Roman/France 16 février Christophe Paviot

Ça commence par la fin. Celle d'un père. C'est-à-dire d'une vie, d'une vie offerte, d'un horizon et de promesses. Jason était chauffeur routier, il a brûlé vif dans l'incendie de son camion-citerne laissant derrière lui une femme aimée, Julia et deux enfants adorés, Howard aîné de Gary de dix mois seulement. Ce pourrait être n'importe où l'espace rural porte sa part d'horizon (en France, dans le Gers, par exemple) ; c'est au Texas, ce qui n'est pas mal non plus.

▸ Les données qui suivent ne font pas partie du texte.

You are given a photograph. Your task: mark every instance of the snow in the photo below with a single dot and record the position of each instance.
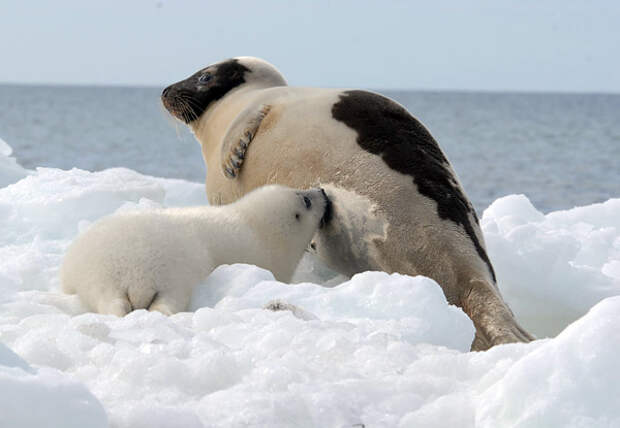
(10, 170)
(378, 349)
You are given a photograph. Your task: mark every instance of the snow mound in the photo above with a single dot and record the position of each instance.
(553, 268)
(44, 397)
(378, 349)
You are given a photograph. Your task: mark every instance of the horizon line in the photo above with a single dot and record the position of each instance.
(429, 90)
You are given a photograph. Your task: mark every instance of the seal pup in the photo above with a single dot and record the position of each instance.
(398, 204)
(154, 259)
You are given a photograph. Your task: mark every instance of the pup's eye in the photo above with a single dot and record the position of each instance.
(204, 77)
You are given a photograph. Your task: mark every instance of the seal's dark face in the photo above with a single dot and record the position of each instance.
(188, 99)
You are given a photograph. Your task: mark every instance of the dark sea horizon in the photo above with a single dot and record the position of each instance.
(559, 149)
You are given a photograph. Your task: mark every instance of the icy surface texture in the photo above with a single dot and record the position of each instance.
(378, 349)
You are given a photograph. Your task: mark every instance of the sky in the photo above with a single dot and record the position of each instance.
(494, 45)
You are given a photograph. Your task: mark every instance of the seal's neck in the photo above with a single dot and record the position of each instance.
(214, 122)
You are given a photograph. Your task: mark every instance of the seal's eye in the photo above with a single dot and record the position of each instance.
(204, 77)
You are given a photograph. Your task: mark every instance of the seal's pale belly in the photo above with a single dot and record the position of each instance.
(398, 205)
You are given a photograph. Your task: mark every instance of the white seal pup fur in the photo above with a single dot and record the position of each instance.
(398, 205)
(154, 259)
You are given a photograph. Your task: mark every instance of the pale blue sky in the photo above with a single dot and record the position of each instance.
(472, 45)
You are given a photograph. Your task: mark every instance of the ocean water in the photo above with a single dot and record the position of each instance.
(560, 150)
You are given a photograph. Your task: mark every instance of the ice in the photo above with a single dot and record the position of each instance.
(34, 398)
(10, 170)
(553, 268)
(376, 349)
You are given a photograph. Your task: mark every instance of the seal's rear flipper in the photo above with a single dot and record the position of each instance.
(494, 321)
(238, 138)
(279, 305)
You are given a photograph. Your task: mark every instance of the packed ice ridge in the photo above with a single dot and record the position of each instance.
(379, 349)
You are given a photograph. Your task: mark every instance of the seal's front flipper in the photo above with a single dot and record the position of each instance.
(238, 138)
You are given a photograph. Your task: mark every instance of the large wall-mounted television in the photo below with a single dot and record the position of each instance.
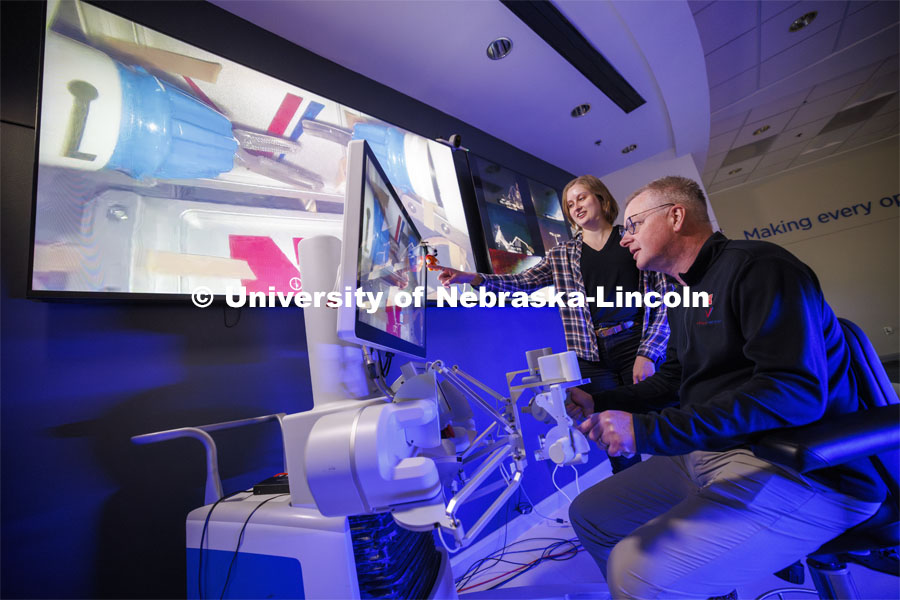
(162, 167)
(521, 219)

Howard et Gary gardent de leur père le souvenir de leurs balades sur sa vieille Honda ou de sa maîtrise à tuer les serpents crotales qui pullulent en ces lieux, de son invincibilité de mâle aimant et juste. Ils ne l'oublieront jamais, jusque dans leurs errements futurs et peut-être surtout là, histoire d'être la hauteur d'un souvenir inatteignable. Ils ont onze et douze ans lorsque leur père disparaît. Ils grandiront. L'un sera très beau et aimera les hommes. L'autre plutôt laid et plaira aux femmes. Ils vivront dans un mobile home et dans l'espoir que quelque chose de plus grand pourra leur arriver. Même à Sweetwater, trou perdu et royaume « Red Neck ». Ou ailleurs, s'il faut. Ils s'accommodent du silence, fraient avec le crime et sont inséparables. Ce sont les frères Shelby, l'un n'allant donc pas sans l'autre, comme l'étaient dans un autre genre pas si éloigné Bonnie & Clyde ou les Dalton. Le temps passe et rien ne s'efface, pas même leur jeunesse, comme figée à jamais en ce jour où ils perdirent l'homme qui les guidait. C'est donc quelque part en Amérique, au plus profond de son rêve évanoui, là où les serpents les plus venimeux ne sont pas toujours ceux qu'on croit.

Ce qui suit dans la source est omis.